3. Was the sweat chloride change at 200 mg and 400 mg statistically significant?
A. The late June PR states, I am quoting:
[A statistically significant reduction in sweat chloride was observed from Day 0 to 28 in homozygous patients treated with VX-809 (200mg, 400mg) alone compared to placebo. Additional reductions in sweat chloride were observed between Day 28 and 56, but were not statistically significant.].
This result is qualitatively similar to the change in the 600 mg arm.
4. Why did VX-809 as a monotherapy do worse than placebo? What activity does VX-809 have in the first place?
A. Feuerstein thought that this highlights one of [weirder] data points of the study. This question is rather meaningless and I disagree with Adam's response. The Placebo arm scored -0.9 (p=0.54), the 600 mg arm scored -2.9 (p=0.07) after 28 days. Both numbers have high p-values. This means that the difference between their decreases is also NOT statistically significant.
But it is significant that both decreased. I have been saying that it is important to know the first 28 day course of 200 mg and 400 mg arms. The reason is that if FEV1 for both arms decreased like the placebo and 600 mg arms, we know why all of them decreased. I predict that all arms show a decreasing lung function in the first half (28 days) of the trial.

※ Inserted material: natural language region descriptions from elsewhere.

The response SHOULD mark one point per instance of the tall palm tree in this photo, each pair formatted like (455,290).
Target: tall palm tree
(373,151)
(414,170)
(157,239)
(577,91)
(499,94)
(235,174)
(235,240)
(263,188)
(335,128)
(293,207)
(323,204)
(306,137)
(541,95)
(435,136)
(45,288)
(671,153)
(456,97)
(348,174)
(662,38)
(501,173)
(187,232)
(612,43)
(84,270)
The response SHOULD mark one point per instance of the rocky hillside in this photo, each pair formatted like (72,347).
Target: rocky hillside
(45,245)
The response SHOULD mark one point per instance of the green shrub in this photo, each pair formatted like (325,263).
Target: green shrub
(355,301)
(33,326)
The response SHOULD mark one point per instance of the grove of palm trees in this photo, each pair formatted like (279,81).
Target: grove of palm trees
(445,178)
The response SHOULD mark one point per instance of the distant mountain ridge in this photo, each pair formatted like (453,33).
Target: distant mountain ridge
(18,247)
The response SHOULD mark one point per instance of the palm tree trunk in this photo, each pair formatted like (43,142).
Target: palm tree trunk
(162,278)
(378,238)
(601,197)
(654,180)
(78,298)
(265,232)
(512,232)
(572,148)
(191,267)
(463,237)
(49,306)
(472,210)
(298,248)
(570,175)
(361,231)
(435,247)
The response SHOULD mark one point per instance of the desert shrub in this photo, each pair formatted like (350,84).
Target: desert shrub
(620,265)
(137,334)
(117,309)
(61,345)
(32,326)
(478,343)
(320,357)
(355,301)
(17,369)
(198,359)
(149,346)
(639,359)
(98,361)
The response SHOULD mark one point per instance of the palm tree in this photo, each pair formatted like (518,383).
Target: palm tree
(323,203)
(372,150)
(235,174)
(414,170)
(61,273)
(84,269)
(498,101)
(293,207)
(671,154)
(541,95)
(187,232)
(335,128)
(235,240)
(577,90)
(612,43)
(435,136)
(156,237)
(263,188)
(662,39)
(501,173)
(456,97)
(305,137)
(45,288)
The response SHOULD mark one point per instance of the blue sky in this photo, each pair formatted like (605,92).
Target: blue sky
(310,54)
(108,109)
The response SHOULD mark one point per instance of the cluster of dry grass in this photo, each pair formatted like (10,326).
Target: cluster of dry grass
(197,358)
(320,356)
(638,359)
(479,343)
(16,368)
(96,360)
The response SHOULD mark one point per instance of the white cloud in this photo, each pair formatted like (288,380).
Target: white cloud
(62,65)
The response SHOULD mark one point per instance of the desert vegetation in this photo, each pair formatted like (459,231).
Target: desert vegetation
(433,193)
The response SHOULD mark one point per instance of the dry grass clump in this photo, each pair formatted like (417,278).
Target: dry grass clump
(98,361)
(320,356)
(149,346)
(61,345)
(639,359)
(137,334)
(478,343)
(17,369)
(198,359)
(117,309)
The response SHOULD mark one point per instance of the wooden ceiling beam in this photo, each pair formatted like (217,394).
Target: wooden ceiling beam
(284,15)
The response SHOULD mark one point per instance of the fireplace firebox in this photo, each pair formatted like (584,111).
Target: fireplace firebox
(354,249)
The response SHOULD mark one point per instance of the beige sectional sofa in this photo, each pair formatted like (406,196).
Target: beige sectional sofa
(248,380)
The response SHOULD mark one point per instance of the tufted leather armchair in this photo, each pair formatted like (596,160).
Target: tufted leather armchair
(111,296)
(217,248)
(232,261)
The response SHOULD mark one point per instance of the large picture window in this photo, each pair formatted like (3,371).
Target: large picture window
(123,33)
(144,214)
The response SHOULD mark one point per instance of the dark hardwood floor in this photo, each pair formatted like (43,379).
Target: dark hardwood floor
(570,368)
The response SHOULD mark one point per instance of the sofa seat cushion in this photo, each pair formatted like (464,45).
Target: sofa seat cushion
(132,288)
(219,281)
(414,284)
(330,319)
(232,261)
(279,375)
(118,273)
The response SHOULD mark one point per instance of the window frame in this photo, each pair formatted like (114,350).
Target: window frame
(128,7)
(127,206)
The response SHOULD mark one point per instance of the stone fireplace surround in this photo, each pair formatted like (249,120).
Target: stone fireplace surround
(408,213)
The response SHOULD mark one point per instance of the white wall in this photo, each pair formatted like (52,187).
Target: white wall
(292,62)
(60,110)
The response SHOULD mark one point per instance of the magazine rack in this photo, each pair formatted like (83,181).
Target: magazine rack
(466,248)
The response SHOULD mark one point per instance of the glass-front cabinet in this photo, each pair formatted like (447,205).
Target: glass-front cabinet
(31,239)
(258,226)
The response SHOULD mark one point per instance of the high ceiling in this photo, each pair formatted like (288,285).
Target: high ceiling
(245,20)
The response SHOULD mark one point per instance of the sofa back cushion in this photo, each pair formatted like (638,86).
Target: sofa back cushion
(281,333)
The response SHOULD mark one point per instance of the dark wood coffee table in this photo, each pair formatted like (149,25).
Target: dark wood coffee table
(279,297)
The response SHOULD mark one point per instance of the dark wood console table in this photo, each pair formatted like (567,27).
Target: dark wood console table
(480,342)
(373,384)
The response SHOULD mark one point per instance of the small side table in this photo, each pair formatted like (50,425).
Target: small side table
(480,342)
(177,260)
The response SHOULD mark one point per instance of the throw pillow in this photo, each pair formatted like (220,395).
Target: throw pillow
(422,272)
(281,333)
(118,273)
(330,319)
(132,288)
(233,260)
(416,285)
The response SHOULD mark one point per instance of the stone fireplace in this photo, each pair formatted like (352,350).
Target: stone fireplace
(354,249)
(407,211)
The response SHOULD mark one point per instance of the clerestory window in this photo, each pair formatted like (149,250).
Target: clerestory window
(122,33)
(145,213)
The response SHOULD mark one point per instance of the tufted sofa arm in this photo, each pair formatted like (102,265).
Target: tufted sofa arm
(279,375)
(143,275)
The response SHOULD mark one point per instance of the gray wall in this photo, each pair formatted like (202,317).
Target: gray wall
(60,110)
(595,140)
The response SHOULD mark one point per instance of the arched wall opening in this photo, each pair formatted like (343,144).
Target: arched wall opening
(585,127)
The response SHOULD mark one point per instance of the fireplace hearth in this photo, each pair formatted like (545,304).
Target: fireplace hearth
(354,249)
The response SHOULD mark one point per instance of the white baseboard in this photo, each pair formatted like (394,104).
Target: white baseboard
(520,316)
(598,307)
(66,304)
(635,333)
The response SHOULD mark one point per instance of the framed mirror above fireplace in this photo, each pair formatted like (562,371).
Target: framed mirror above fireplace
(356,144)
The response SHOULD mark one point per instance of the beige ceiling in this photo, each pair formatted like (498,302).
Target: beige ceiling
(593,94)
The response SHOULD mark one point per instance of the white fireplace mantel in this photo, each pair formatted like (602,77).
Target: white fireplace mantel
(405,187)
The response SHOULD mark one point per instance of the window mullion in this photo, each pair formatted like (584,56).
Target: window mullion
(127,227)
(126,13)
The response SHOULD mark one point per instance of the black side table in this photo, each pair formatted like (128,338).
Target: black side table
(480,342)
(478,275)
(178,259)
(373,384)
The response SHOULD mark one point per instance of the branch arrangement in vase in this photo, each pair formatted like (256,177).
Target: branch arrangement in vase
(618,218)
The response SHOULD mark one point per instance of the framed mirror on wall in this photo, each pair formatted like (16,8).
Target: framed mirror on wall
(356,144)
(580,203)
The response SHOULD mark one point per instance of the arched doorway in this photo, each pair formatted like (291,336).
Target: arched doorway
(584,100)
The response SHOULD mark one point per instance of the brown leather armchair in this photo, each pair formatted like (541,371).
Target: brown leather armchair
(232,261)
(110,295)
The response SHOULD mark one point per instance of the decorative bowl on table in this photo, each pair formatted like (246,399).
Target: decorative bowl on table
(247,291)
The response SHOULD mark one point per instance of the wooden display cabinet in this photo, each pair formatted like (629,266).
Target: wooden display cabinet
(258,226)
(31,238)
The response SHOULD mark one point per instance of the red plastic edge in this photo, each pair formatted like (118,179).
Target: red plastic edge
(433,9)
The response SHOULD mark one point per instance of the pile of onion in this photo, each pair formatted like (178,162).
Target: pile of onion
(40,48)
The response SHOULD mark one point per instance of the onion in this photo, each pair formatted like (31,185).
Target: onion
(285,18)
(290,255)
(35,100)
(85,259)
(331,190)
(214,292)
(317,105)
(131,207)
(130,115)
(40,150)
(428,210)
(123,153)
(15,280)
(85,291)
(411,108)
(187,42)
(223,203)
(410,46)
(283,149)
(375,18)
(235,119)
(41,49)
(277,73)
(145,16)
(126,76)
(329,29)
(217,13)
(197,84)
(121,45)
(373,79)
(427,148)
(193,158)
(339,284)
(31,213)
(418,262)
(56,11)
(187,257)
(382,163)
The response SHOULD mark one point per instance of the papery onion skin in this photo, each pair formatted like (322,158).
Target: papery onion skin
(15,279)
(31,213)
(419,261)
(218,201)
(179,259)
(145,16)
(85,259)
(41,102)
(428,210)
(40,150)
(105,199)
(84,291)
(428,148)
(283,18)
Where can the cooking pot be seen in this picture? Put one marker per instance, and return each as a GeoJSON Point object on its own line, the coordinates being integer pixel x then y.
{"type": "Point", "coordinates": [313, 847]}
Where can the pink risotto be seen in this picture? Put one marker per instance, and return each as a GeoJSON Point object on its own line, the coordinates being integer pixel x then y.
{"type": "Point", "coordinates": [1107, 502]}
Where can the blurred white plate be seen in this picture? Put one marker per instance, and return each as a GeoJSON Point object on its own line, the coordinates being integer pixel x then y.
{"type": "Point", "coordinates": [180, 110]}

5. What were the baseline values for the patients in the study?
A. This is an excellent question. The lung function had to be determined before the dosing in order to measure the effect of the drugs. Since antibiotics dosing was withdrawn for all participants at the beginning of 809 dosing, its effect on the lung function has to be estimated with a good data collected from the placebo arm before and after the withdrawal. In Ph. III, 50% of the placebo arm should receive antibiotics to isolate its effect.